Back in February, the Better Block BR public workshop gave residents the chance to say what they think makes for, well, a better block. A series of visual examples were scattered around the meeting room at Ingleside Methodist Church. Visitors were given red and green stickers and told to place them on the examples they liked and those they didn’t.
It was probably one of the more productive aspects of the workshop, as residents crowded around poster boards and looked over different examples of bus stops—from the most basic to the most futuristic—sidewalk landscaping, parking options and more.
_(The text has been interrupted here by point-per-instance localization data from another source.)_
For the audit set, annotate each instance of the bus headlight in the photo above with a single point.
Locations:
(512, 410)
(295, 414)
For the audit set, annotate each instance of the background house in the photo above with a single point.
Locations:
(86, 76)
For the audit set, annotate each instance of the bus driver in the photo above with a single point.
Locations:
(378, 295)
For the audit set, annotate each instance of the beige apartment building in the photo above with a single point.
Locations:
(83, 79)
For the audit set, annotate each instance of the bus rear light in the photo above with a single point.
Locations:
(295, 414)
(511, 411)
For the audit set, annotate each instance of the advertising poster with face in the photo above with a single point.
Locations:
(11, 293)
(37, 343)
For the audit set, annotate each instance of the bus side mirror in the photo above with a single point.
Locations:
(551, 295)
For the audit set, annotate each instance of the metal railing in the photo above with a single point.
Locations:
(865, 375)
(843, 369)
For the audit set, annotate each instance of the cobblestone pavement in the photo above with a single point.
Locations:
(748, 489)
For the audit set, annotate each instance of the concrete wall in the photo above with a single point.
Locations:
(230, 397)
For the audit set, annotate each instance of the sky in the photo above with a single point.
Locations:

CPEX’s Camille Manning-Broome says the February workshop helped organizers fine-tune the layout for the upcoming April 13-14 event on Government Street. Participants seemed to favor wide sidewalks lined with trees, businesses close to the road rather than set back behind vast parking lots, and plenty of on-street parking. They favored bus stops with simple designs that provided shade and green space, rather than futuristic and flashy designs (and I agree that many of the futuristic, over-designed examples provided were heavy on oddly-shaped shade structures that seemed impractical). Participants also liked bus stops that included amenities, such as television screens and even mini libraries—something that’s turned heads in places like Israel. Basically, the idea of a complete street design for Baton Rouge’s infrastructure (which I’ve written about here), seems to have been embraced by a lot of locals. That’s a good sign.